The report was commissioned by content providers so I suspect the truth lies somewhere between.
Still, at least with my phone I have my choice of carriers and will be switching from AT&T to Verizon this month. I don't have that same choice in choosing a "high speed" ISP... I wish some comcast competition would move into town, the consumer might end up with a better quality product.
This is a dangerous fallacy exploited by entities like giant ISPs and the MPAA to push debate toward their desired outcomes. If everyone believes that "the truth lies somewhere between," then all an extreme actor needs to do is argue for extreme position A against the status quo B, and public opinion (and political discourse) automatically shifts to (A+B)/2 every time the extreme actor raises the issue. In reality, the truth may be exactly B, but because of a well-intentioned but fallacious desire to compromise, opinion and policy are skewed away from the truth.
The classic example of this fallacy is this: "Some say the sun rises in the east. Some say it rises in the west. The truth must lie somewhere between."
The truth doesn't have to lie somewhere in between.
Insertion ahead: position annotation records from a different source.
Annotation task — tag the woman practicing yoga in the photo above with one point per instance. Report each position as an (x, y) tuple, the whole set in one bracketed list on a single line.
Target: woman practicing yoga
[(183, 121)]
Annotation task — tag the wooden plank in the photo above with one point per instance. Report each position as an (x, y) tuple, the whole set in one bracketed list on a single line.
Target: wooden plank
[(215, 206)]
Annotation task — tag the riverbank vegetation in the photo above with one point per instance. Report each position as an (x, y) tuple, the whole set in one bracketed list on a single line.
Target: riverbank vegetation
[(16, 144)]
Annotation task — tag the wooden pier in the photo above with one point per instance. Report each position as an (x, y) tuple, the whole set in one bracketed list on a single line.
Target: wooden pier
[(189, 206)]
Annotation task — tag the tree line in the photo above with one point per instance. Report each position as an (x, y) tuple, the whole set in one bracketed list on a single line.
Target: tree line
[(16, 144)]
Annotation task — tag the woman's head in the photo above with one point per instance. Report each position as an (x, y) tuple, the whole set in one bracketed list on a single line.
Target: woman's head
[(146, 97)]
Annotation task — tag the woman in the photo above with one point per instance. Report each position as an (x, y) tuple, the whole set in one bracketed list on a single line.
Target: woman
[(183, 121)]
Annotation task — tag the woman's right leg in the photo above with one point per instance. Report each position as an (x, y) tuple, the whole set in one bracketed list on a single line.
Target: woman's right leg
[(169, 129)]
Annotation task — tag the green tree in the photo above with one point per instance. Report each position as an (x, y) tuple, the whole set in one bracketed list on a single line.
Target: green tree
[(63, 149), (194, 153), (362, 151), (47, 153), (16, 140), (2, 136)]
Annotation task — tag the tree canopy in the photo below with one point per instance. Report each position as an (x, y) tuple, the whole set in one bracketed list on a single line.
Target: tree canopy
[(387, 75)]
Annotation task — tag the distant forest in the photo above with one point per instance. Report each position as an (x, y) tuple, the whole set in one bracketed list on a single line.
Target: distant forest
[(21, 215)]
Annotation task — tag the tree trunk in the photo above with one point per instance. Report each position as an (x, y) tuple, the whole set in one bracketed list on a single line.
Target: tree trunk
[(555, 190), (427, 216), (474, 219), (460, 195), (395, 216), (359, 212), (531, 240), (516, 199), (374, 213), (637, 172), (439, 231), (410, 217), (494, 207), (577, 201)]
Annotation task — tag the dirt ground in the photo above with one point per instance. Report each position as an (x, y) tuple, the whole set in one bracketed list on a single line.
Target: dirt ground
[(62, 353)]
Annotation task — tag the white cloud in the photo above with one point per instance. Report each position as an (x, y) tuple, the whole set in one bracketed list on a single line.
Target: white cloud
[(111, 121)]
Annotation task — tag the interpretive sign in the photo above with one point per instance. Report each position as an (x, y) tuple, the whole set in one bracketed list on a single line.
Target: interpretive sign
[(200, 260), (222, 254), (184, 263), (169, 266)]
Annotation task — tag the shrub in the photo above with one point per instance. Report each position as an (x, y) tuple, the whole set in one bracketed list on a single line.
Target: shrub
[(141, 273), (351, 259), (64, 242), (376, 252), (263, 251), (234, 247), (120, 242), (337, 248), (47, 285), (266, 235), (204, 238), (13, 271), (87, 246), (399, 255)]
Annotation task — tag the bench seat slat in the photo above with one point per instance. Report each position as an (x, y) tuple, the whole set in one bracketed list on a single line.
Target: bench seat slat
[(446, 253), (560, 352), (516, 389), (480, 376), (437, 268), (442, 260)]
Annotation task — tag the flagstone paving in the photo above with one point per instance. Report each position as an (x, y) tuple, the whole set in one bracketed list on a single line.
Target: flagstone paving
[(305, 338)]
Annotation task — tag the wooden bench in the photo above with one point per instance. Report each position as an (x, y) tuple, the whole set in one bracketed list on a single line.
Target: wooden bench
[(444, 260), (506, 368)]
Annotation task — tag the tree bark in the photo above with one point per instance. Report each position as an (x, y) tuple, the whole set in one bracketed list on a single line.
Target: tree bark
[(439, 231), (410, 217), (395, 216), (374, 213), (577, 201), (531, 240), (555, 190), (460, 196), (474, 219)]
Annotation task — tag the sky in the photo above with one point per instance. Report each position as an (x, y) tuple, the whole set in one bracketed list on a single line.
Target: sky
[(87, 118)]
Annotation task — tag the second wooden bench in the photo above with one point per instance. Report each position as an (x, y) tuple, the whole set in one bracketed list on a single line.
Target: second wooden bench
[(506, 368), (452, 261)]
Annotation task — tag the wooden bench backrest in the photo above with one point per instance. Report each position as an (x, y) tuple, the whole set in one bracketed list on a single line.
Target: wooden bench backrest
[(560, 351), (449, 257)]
Look at the last paragraph:
Even for ISPs running their own network, such as BT, [ISP CTO] Davies claims the figures of €0.01-0.03 per GB are "rubbish". "It's an order of magnitude greater than that," he claimed.
This is coming from a guy claiming that the "existing smartphone data tariffs of around €10 per GB" are too low. They're profit-seeking, and relying on their regulators to be as bad at math as they are.
The problem, at least in Canada, isn't that the CRTC is bad at math, it's that almost all of the people making decisions used to be executives for the ISP and or Telecoms industry.
Not sure how that'd be possible; wouldn't a competitor have to run cable of some type to the homes? Its hard to compete when your competitor has all their infrastructure down and you have to build yours from scratch.
Still, at least with my phone I have my choice of carriers and will be switching from AT&T to Verizon this month. I don't have that same choice in choosing a "high speed" ISP... I wish some comcast competition would move into town, the consumer might end up with a better quality product.